Nove presos que fugiram do presídio Barra da Grota, em Araguaína, morreram durante confronto com a polícia em uma região de mata. A informação foi confirmada pela Secretaria de Segurança Pública e pela Secretaria de Cidadania e Justiça. Ao todo, 28 homens escaparam durante a tarde desta terça-feira (2) após tomar uma professora refém e fazer uma rebelião na unidade. 









Os corpos dos presos estão sendo encaminhados para o Instituto Médico Legal (IML) de Araguaína para serem identificados. Ainda segundo a Secretaria de Cidadania e Justiça, o chefe de plantão do presídio e a professora, que tem 43 anos, ainda estão sendo feitos reféns. 





A Polícia Civil pede para que informações sobre o paradeiro dos criminosos e dos reféns sejam repassadas pelo telefone 197. 





Os agentes penitenciários Mark Alves Garcia de Sousa, de 31 anos, e Magnun Alves Garcia de Sousa, de 28 anos, foram feridos com golpes de chuncho, arma atesanal, e foram levados para o Hospital Regional de Araguaína (HRA). Um deles também foi baleado. Os dois são irmãos. 

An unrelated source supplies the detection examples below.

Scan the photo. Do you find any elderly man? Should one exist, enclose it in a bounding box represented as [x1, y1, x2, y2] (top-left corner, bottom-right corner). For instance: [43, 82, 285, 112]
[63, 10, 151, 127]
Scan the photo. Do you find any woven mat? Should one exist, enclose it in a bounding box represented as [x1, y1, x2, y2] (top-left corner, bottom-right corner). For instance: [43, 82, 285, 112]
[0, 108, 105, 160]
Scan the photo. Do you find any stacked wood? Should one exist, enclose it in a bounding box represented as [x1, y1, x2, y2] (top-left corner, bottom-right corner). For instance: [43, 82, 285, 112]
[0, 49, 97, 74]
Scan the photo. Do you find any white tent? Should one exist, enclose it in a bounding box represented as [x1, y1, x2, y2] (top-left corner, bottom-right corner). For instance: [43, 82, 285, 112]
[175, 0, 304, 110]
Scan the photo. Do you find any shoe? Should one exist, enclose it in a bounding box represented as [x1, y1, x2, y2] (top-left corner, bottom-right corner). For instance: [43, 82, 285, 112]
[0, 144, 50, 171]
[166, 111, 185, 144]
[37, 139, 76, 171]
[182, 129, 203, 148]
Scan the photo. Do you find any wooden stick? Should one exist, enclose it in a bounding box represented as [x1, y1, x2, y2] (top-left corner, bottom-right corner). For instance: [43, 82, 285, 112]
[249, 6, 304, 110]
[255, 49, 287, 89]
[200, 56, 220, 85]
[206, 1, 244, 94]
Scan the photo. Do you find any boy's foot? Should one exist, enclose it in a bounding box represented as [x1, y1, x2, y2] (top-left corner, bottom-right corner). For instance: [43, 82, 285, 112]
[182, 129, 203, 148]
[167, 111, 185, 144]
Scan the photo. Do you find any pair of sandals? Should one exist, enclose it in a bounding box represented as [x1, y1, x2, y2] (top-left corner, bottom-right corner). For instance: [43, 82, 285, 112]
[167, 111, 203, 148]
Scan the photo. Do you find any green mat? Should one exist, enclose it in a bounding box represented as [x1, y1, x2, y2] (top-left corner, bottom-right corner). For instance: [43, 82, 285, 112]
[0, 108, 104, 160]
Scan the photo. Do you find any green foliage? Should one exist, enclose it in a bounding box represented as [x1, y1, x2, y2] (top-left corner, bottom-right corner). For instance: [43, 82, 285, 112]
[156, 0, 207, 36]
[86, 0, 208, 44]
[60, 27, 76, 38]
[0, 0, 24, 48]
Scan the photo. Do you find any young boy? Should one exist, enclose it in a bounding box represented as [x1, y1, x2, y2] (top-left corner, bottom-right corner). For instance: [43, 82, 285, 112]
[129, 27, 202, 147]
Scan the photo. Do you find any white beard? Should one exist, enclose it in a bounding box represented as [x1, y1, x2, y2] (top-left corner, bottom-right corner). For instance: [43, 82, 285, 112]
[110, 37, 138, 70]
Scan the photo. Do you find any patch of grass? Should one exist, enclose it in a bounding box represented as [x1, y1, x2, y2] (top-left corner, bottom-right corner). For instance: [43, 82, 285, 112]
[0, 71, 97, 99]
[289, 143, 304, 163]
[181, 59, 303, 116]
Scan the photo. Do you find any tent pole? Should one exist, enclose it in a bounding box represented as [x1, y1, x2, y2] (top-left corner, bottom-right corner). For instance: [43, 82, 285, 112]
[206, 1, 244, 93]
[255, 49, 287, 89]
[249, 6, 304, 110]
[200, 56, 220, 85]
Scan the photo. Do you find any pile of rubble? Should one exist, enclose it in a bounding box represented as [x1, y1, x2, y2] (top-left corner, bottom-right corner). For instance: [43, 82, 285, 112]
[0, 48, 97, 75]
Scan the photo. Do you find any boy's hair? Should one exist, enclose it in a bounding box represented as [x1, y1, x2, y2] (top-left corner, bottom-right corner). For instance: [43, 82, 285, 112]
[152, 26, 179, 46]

Um funcionário da empresa responsável pelos serviços de hotelaria, alimentação e manutenção da unidade também foi atingido por tiros. O homem foi medicado e passa bem, sem risco de morrer. 





Ainda segundo a secretaria, os presos estão cercados pelas polícias Militar, Civil e agentes do sistema prisional. "Uma operação está em curso para garantir a recaptura dos fugitivos, que estão cercados em uma área verde. Uma equipe está negociando a rendição dos fugitivos e liberação dos reféns", informou a secretaria em nota. 






A rebelião teve início às 14h40 e seguiu até às 16h, quando o grupo saiu do presídio. Imagens feitas por moradores logo após a fuga mostram um grupo de presos passando pelas ruas da cidade com agentes feitos reféns. 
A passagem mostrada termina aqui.